L'Iran ha affermato di aver attaccato basi ed elicotteri statunitensi in un «Paese della regione» utilizzando missili e droni per rappresaglia. Il Centcom ha dichiarato che Teheran ha lanciato due missili contro il Kuwait e tre contro il Bahrein, tutti disintegrati o intercettati.
Droni iraniani hanno colpito anche un terminale passeggeri dell'aeroporto internazionale del Kuwait, causando diversi feriti e costringendo le autorità alla chiusura del traffico aereo.

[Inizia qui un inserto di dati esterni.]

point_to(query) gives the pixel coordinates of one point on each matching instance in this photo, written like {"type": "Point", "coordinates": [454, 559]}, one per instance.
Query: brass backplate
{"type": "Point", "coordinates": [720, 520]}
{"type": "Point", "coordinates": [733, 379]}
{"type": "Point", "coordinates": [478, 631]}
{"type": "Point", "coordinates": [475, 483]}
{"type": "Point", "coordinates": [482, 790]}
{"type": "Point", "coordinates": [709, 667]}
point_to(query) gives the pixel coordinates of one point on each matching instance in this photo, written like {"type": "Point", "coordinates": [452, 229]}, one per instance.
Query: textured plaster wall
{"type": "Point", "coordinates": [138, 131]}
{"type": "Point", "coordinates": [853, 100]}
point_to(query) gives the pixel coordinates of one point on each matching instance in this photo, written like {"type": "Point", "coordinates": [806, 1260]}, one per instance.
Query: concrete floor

Lo hanno riportato le autorità kuwaitiane. Il portavoce del ministero della Difesa dello Stato del Golfo, Saud Abdulaziz Al-Otaibi, ha descritto l'attacco come «un'aggressione criminale iraniana che ha causato significativi danni materiali alla struttura e feriti».
Nelle stesse ore, le forze armate del Bahrein hanno intercettato e distrutto tre missili iraniani e diversi droni diretti verso «obiettivi civili» ha comunicato l'agenzia di stampa turca Anadolu.